Réflexions inspirées de l'actualité mes réactions au jour le jour sur la presse, sur les media en général, et surtout sur le contact avec mes concitoyennes et mes concitoyens
Lorsqu’un problème de société complexe me préoccupe, (et c’est le cas du terrorisme), j’ai l’habitude de consulter Robert (je veux parler du dictionnaire).
Terreur : peur collective qu’on fait régner dans une population, un groupe, pour briser sa résistance ; régime, procédé politique fondé sur cette peur, sur l’emploi des mesures d’exception et de la violence.
« Le terroriste ne peut faire qu’il ne soit dupe. Il lui faut supposer… qu’il réinvente le monde et l’homme. Plus il est ouvrier, et minutieux technicien, plus il lui faut se croire métaphysicien, général, pape. » (Paulhan)
« On doit aborder de front l’argument majeur de ceux qui ont pris leur parti de la torture : celle-ci a peut-être permis de retrouver trente bombes au prix d’un certain honneur, mais elle a suscité du même coup cinquante terroristes nouveaux qui, opérant autrement et ailleurs, feront mourir plus d’innocents encore. » (Camus : Actuelles)
Le terrorisme est donc d’abord une méthode de gouvernement employée par un régime politique dictatorial. Un État qui exerce un pouvoir terroriste met en place un gouvernement qui organise toute la vie (sociale, politique, économique, culturelle) sur la base du terrorisme.
Tous les rapports étant fondés sur le terrorisme, les opposants éventuels n’échappent pas à la règle, et n’ont pas d’autre choix que de s’exprimer par
Le système totalitaire nie toute opposition et ne lui reconnaît aucune existence légale.
Les choses se compliquent au niveau du langage :
Les petits États fascistes se créent par des coups d’état militaires et boursiers, qu’ils font ensuite plébisciter.
Les grands États fascistes, eux, s’établissent généralement sur une base démocratique, qu’ils remplacent ensuite par une dictature militaire et économique.
Les États totalitaires emploient le mot « terroriste » pour désigner exclusivement leur opposition. Il est donc normal que les oppositions rétablissent la vérité en qualifiant les États totalitaires de « terroristes »

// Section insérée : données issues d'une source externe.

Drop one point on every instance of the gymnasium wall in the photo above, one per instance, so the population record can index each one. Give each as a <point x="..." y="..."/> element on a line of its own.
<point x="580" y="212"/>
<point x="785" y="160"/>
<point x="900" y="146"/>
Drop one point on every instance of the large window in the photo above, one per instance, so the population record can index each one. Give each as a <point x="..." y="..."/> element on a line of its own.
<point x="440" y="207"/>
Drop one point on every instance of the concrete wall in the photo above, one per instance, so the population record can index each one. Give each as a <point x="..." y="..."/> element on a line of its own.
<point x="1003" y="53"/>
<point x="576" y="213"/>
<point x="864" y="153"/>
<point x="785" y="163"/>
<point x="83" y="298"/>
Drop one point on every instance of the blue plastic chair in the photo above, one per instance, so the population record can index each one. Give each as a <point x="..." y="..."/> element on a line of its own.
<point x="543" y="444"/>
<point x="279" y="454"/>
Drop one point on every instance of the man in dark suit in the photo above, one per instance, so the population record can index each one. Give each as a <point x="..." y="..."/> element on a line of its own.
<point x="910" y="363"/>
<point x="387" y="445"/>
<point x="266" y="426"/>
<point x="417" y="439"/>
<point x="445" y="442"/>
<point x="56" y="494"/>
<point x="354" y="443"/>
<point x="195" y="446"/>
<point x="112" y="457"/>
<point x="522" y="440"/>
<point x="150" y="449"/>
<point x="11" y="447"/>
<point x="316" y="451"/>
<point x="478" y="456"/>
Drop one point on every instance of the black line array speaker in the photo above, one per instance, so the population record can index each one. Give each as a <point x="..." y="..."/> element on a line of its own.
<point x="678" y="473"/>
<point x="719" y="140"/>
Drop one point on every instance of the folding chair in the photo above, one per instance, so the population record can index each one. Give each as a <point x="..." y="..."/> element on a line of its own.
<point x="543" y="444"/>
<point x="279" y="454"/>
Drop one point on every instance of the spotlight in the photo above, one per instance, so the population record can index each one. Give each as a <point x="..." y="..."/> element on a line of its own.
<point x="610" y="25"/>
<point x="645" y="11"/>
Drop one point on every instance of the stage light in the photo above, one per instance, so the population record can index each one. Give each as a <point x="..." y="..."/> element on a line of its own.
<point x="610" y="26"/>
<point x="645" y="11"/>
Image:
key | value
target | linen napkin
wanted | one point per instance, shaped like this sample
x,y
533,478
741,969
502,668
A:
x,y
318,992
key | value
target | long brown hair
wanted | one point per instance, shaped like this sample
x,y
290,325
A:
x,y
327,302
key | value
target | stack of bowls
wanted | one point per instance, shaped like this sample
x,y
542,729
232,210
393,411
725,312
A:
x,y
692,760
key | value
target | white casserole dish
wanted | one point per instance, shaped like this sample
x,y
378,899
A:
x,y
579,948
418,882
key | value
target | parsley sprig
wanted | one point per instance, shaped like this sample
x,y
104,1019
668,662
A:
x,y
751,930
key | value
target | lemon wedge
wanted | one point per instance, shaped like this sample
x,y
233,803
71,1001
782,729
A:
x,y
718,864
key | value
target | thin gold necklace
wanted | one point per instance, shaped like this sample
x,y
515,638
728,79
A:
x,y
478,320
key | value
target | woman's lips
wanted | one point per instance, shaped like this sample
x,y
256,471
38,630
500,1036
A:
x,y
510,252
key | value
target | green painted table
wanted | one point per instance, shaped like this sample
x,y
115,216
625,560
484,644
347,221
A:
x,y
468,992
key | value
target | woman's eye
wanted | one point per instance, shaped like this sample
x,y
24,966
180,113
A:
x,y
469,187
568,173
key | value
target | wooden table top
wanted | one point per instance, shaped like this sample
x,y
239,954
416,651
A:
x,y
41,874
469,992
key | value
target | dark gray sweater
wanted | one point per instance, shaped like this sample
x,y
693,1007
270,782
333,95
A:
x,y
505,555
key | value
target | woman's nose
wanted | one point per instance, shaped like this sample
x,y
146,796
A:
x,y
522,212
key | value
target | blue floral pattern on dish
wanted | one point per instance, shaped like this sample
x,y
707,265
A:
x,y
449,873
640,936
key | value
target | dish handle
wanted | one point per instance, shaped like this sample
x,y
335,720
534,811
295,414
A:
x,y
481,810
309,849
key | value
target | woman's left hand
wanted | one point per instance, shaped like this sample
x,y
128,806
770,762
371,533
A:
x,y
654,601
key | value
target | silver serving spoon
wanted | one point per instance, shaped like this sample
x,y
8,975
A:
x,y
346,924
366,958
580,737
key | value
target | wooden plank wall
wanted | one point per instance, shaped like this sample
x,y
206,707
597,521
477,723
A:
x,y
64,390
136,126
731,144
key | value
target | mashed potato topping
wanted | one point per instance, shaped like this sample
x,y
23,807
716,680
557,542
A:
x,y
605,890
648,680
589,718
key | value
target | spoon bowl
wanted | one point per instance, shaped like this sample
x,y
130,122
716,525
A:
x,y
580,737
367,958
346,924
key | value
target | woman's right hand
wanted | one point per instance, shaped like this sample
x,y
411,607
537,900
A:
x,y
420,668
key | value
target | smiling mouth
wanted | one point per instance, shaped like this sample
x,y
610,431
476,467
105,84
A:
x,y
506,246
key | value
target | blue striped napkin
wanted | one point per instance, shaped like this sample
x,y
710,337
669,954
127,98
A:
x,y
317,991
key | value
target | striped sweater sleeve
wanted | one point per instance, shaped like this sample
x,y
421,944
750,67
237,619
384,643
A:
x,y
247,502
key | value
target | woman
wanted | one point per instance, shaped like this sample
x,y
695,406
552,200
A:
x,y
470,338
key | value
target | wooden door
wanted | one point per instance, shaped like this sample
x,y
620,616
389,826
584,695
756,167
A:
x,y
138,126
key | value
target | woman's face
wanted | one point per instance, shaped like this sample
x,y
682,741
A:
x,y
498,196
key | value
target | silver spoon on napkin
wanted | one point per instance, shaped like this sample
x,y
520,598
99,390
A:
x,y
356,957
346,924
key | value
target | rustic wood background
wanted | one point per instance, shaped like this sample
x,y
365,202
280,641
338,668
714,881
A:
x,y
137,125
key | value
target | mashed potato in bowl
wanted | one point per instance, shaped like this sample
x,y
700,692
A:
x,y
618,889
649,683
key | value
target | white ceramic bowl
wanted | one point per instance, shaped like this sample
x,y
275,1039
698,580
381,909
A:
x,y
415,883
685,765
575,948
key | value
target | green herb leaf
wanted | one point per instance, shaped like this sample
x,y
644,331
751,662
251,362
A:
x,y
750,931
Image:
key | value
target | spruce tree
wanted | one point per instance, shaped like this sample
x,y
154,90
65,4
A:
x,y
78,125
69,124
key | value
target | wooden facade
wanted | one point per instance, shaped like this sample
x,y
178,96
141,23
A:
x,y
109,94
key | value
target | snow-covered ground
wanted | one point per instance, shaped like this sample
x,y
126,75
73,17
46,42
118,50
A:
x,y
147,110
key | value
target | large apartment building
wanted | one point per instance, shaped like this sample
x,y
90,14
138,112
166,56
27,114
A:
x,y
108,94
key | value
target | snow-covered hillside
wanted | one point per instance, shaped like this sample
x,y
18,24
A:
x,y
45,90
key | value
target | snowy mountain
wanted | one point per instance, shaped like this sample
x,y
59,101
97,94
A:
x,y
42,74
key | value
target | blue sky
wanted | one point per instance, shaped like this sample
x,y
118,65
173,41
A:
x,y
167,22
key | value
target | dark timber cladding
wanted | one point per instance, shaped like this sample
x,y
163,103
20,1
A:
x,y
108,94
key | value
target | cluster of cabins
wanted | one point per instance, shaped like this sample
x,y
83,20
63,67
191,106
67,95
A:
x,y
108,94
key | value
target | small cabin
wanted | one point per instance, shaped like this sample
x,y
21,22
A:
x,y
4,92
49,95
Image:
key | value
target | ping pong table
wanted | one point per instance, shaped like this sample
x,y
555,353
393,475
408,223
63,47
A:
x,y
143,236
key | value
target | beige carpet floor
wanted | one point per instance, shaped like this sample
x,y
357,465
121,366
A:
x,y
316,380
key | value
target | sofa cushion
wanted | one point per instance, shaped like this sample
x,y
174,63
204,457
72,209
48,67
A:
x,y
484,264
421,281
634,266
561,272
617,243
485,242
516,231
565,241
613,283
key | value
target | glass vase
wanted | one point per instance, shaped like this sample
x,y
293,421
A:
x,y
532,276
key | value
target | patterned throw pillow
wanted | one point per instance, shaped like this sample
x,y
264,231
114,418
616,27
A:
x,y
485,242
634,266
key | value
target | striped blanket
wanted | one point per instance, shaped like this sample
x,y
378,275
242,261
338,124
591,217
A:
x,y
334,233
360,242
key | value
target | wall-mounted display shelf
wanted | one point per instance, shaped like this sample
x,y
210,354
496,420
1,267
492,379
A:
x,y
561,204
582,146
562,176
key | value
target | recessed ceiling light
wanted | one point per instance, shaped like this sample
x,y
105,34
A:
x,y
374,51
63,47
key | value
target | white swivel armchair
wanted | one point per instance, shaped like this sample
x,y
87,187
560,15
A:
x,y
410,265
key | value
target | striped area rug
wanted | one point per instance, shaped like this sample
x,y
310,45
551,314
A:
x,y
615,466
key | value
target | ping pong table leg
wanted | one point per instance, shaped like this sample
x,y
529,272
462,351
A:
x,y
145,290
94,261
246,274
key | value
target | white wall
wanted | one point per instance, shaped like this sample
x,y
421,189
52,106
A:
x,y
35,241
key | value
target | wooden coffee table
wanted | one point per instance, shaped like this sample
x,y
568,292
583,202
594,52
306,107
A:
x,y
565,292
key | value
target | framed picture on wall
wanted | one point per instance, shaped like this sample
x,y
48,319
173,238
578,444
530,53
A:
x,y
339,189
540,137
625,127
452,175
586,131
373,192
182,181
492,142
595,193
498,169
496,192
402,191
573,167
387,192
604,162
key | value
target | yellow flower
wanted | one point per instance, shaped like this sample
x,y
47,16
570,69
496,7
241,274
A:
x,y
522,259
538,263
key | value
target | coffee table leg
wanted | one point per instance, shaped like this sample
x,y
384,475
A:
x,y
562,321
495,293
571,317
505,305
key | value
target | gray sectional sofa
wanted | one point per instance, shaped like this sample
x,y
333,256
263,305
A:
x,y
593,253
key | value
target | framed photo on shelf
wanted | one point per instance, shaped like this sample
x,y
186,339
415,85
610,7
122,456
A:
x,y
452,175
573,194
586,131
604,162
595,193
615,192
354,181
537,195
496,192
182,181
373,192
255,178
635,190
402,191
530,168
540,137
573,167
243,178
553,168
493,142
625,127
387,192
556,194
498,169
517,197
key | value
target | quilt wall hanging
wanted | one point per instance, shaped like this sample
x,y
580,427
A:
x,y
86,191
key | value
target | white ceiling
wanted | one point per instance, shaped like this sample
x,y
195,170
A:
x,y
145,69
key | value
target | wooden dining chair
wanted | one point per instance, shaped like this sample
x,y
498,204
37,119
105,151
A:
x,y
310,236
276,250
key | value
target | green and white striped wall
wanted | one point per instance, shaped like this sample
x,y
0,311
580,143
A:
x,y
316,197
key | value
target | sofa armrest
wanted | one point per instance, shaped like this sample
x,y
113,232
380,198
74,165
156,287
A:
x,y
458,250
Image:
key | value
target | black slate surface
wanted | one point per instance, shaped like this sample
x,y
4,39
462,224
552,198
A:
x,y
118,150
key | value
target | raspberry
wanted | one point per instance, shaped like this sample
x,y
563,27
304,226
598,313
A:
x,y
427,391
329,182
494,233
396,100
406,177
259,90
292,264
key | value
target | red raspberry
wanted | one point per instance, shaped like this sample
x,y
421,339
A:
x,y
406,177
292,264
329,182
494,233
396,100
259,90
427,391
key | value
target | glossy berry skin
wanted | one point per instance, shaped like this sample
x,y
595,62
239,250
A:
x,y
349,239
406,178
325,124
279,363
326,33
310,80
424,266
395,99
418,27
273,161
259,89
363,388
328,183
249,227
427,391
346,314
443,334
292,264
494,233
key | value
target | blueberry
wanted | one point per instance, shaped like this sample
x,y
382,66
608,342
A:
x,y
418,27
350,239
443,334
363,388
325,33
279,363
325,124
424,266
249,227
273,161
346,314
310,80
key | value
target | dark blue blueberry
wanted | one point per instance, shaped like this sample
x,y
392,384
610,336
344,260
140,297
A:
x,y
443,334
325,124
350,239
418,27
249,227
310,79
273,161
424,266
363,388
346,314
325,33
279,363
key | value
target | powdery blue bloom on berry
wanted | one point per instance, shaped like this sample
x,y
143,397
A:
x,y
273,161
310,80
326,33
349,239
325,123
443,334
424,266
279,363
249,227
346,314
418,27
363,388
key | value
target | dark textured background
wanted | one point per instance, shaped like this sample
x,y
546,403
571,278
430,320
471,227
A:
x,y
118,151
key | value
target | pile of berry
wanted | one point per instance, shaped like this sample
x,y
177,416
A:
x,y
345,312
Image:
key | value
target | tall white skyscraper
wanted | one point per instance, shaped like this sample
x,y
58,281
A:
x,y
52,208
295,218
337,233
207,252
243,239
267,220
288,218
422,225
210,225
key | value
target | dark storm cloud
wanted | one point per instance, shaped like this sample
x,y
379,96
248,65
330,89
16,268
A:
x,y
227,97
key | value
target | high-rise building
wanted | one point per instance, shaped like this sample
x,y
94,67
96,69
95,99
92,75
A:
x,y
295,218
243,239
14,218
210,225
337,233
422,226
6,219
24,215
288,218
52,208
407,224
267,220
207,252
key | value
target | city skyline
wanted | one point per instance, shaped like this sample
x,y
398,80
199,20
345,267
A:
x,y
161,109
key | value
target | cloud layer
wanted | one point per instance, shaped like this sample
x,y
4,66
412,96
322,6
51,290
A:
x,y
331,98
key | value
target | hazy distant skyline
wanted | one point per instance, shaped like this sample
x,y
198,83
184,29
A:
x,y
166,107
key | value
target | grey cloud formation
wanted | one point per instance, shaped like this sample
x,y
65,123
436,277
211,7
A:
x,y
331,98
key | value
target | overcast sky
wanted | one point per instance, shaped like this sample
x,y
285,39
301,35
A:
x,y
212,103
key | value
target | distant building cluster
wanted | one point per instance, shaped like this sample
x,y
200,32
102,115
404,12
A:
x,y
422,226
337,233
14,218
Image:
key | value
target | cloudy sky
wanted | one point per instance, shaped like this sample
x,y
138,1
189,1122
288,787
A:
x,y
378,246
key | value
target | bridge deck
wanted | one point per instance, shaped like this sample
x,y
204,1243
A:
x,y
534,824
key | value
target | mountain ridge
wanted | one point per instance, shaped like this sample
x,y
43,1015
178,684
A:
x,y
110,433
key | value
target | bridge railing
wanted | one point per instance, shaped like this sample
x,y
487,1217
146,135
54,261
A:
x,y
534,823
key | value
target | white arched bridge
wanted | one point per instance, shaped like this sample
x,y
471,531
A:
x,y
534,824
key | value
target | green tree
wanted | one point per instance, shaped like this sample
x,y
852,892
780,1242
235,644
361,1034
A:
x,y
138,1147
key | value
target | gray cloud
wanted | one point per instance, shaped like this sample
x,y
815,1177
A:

Un État qui prétend se définir objectivement, dans les faits, comme « contre-terroriste » entre dans une dangereuse contradiction :
v D’une part, l’idéologie dominante tend naturellement à chercher les terroristes « à gauche »
v D’autre part, ce gouvernement se définit alors comme « de droite » (ce qui n’est pas bon pour entrer en campagne électorale)
Il n’y a pas de « terrorisme de gauche ». Il n’y a qu’un terrorisme de droite qui engendre le contre-terrorisme dans toute la société.
C’est ce qu’avaient sagement compris Jean Moulin, de Gaulle, et les mouvements de résistance de droite, de gauche et du centre, groupés dans le conseil national de la Résistance.
C’est ce que n’avait pas compris Josip Vissarionovitch, et que ne comprend toujours pas Georges Debeliou Buche.